Exploring Neural Graphics Primitives
thenumb.atIn the last section on hash tables, I was wondering how on earth they make hash tables work well on the GPU.
The answer:
“What do we do about hash collisions? Nothing—the training process will automatically find an encoding that is robust to collisions.”
Amazing. Makes one wonder what other classic data structures gain new properties when ML is mixed in.
There was some stuff quite recently about using AI (neural networks I think) to help optimise lookups in SQL indexes[1]. I'm afraid I can't find it now.
[1] That caused some rebuttal papers to be published saying "not so fast"
I wonder if some basic pre-processing of the image would help.
Turning RGB into YCbCr is a pretty essential step for achieving efficiency gain in techniques like JPEG. Quantization works a lot better when we can do the luminance and chrominance separately.
If you want the AI to "see" more like a human, converting into this kind of color space is an important first step IMO.
RGB<->YCbCr is a linear operation, so a deep enough network shouldn't have trouble learning to do the transform if it's useful. Gamma correction might be important, though.
Sure, but surely you'd rather not? I imagine you want the network encoding the details of the specific image, not wasting weights to learn about easy wins that apply to every image.

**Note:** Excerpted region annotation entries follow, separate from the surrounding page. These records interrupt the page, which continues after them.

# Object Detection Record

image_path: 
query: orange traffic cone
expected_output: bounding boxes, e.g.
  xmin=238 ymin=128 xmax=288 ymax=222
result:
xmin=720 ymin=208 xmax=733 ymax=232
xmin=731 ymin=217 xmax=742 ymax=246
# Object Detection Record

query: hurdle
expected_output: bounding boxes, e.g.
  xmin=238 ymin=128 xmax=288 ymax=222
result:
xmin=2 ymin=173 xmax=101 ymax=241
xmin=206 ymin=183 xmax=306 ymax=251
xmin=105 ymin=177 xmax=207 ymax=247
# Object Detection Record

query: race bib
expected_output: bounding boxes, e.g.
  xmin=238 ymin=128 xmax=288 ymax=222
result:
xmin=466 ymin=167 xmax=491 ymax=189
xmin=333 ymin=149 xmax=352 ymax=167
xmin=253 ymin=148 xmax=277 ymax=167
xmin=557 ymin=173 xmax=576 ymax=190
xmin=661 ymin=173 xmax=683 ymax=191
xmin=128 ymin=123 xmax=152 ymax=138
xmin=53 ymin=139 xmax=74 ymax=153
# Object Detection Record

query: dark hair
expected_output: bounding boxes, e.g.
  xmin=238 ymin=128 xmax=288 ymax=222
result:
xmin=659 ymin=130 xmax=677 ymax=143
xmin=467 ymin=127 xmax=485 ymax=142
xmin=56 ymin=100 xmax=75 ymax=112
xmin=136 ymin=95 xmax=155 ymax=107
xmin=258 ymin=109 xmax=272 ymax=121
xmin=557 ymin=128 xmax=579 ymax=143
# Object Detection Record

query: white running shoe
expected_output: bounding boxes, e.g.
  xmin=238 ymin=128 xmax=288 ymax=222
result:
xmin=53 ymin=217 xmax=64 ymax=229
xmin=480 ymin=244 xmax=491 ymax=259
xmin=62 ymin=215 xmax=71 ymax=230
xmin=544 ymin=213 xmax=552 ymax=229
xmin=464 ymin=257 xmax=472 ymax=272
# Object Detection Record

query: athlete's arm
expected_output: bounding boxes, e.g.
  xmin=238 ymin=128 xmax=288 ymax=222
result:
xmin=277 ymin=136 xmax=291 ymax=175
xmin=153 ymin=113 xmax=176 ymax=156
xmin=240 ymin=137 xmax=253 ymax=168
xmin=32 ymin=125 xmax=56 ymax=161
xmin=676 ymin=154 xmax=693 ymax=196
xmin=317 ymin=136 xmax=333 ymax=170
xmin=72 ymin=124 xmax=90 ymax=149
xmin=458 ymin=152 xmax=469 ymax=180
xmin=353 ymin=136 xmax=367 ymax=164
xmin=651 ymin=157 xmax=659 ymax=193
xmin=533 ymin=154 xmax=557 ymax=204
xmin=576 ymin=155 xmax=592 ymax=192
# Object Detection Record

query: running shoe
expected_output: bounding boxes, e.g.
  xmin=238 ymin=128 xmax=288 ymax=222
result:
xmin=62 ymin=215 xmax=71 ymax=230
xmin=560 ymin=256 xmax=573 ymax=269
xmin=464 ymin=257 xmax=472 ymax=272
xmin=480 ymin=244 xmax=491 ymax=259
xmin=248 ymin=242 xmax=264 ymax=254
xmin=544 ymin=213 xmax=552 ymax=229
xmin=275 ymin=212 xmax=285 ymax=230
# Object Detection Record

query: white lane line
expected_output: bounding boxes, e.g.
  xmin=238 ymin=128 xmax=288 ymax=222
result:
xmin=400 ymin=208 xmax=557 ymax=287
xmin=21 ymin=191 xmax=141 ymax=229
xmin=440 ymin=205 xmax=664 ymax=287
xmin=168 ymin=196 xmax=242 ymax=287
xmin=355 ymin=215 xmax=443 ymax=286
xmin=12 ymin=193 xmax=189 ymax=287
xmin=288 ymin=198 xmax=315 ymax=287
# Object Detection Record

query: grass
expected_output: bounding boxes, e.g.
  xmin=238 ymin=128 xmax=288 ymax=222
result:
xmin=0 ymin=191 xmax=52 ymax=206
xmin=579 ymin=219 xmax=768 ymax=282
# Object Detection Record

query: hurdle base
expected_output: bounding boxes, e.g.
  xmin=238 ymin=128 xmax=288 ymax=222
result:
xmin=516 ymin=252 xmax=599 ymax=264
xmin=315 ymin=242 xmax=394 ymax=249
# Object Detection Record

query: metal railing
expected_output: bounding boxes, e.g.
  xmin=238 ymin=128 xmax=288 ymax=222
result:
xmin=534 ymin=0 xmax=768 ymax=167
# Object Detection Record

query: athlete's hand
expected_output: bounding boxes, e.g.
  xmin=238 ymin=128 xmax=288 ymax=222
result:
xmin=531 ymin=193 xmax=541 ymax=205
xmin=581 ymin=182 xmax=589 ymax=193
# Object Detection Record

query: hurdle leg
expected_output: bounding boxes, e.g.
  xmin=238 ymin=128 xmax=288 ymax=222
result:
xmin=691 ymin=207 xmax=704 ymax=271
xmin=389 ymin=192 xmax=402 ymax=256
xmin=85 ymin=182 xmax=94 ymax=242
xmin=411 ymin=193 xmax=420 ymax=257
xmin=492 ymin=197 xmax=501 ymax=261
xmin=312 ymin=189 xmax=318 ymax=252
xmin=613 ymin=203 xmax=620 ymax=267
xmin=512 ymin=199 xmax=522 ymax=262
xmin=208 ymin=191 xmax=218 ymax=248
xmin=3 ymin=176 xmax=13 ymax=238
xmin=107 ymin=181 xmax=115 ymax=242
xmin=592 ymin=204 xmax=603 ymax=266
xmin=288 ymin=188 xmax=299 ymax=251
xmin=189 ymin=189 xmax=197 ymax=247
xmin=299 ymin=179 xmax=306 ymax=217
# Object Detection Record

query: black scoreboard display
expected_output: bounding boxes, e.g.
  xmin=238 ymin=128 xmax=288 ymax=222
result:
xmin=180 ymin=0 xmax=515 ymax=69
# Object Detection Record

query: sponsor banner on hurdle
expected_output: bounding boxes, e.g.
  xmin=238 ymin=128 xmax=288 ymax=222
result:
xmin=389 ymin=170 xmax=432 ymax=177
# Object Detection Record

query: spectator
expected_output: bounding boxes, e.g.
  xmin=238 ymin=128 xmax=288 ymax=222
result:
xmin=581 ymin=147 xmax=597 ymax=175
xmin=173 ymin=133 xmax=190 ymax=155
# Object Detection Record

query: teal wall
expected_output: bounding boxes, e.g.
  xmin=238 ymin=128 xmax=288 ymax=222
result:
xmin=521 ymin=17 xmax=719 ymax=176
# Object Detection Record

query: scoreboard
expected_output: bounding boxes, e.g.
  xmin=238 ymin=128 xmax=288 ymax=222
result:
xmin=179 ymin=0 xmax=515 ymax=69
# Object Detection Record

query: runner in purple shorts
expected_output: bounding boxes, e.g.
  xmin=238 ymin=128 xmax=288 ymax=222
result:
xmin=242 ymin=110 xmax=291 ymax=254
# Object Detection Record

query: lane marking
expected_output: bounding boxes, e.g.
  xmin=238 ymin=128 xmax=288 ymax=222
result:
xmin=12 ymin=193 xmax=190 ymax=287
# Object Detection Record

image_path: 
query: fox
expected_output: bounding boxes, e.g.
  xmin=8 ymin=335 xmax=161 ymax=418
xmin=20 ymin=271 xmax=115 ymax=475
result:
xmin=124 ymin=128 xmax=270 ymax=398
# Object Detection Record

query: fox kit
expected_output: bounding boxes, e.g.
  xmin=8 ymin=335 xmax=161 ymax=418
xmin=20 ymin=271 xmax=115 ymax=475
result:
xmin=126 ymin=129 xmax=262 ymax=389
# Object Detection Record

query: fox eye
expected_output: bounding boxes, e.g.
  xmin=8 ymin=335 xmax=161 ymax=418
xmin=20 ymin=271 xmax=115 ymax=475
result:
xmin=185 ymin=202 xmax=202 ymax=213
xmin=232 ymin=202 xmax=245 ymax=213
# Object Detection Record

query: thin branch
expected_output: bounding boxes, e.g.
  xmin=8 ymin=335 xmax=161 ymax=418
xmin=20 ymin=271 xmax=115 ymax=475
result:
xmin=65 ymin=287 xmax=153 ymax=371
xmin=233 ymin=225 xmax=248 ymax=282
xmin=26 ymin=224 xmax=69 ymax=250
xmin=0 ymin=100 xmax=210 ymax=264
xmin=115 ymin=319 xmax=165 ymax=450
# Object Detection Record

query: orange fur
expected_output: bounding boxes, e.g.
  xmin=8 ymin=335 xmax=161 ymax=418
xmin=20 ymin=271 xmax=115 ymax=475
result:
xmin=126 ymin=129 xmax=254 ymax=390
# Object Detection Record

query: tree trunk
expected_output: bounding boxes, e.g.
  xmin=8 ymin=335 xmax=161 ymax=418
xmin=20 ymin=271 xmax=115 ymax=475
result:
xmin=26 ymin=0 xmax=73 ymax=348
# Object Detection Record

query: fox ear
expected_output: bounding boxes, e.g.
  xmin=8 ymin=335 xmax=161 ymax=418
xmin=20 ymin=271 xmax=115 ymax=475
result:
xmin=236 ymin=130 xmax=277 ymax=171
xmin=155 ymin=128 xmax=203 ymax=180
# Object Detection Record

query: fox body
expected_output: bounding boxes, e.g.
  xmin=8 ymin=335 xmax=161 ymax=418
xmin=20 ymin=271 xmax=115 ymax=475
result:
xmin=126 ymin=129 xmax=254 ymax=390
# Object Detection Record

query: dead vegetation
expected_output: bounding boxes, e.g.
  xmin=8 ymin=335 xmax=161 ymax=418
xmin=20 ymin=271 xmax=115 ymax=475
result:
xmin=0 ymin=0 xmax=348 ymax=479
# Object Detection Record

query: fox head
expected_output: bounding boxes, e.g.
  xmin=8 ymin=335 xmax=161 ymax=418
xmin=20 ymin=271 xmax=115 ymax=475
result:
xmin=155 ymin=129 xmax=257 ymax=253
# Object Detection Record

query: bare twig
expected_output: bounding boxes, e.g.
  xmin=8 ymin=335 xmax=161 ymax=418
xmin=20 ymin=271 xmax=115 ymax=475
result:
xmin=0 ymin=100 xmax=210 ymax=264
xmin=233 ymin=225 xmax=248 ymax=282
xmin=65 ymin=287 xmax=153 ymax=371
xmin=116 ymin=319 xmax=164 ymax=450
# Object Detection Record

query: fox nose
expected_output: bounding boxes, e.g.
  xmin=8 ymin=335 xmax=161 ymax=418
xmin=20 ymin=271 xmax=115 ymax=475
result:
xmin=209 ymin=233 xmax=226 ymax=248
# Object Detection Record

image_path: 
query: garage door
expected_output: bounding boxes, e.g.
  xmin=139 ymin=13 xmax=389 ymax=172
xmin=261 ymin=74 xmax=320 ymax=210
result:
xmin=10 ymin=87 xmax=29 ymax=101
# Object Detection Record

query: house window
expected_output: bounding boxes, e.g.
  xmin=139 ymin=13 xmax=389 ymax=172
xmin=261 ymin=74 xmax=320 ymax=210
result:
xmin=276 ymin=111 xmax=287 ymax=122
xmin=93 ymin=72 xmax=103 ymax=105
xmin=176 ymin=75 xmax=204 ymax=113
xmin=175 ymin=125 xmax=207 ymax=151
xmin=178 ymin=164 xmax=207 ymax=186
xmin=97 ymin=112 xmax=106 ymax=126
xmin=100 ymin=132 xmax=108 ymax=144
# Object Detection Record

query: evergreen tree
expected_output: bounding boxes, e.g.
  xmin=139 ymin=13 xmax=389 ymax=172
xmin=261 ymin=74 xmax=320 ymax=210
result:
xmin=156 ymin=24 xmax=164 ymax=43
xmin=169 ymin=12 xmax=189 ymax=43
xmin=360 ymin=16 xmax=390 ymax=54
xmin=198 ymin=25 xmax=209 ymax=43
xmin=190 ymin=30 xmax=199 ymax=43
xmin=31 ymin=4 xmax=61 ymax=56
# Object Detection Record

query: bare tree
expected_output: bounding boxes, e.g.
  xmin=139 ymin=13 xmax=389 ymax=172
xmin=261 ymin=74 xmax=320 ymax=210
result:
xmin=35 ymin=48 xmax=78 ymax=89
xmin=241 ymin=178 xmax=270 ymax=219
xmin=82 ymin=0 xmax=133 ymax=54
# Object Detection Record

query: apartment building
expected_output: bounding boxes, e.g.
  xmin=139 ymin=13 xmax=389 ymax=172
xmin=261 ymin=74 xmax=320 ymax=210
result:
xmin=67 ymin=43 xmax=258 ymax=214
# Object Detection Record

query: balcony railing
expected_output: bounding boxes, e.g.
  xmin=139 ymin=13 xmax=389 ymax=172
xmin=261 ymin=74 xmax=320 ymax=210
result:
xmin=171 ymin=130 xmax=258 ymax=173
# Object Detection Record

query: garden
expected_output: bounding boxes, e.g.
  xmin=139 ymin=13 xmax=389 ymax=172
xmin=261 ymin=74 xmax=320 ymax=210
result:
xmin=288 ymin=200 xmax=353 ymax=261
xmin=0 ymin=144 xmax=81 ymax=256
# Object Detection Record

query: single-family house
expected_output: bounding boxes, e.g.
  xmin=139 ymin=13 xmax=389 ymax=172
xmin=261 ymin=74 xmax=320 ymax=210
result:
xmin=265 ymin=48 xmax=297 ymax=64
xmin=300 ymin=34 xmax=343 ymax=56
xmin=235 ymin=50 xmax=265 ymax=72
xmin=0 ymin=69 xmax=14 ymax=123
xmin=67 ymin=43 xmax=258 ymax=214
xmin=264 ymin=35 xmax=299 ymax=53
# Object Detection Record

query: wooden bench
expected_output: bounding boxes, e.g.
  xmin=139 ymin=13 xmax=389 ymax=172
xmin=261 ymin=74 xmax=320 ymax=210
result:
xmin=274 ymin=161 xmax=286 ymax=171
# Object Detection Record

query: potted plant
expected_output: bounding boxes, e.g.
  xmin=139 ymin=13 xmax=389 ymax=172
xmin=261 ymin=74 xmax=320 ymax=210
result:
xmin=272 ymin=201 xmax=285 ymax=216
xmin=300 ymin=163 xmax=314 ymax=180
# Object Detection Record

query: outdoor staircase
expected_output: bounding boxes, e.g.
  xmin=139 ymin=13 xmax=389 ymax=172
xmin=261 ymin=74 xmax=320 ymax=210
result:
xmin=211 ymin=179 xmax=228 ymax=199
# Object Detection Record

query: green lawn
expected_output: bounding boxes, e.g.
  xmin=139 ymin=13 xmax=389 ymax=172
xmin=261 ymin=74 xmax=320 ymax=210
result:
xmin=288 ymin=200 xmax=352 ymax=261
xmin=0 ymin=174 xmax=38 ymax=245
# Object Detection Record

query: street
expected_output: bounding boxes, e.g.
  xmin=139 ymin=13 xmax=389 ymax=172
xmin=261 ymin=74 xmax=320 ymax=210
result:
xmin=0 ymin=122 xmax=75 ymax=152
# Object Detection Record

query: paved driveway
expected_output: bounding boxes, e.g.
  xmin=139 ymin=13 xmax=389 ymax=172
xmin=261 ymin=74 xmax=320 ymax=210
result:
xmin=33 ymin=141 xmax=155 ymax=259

You could burn a whole layer converting to YCbCr, and the net in the article only had 3.
You don't know if that is actually the case, the whole appeal, originally, is that you don't need this kind of handcrafting of features. Now, clearly, people preprocess their data all the time so that point is kind of moot.
However, if YCbCr was meaningfully better for the network, I think it would be pretty well-known as a preprocessing step. Also, the actual sensor data is RGB.
But the human visual system is insensitive to high resolution yb and red/green information so you can essentially down sample those layers to almost nothing before you even start. That's a fundamental trick which is also used in another way by jpeg but presumably not by this RGB algorithm.
If you extend the JPEG analogy all the way and consider the 4:2:0 subsampling mode, then you could reduce your input parameter counts by exactly 50% by consuming a pre-converted image.
A great summary of this line of research! I think it should have the (2022) label.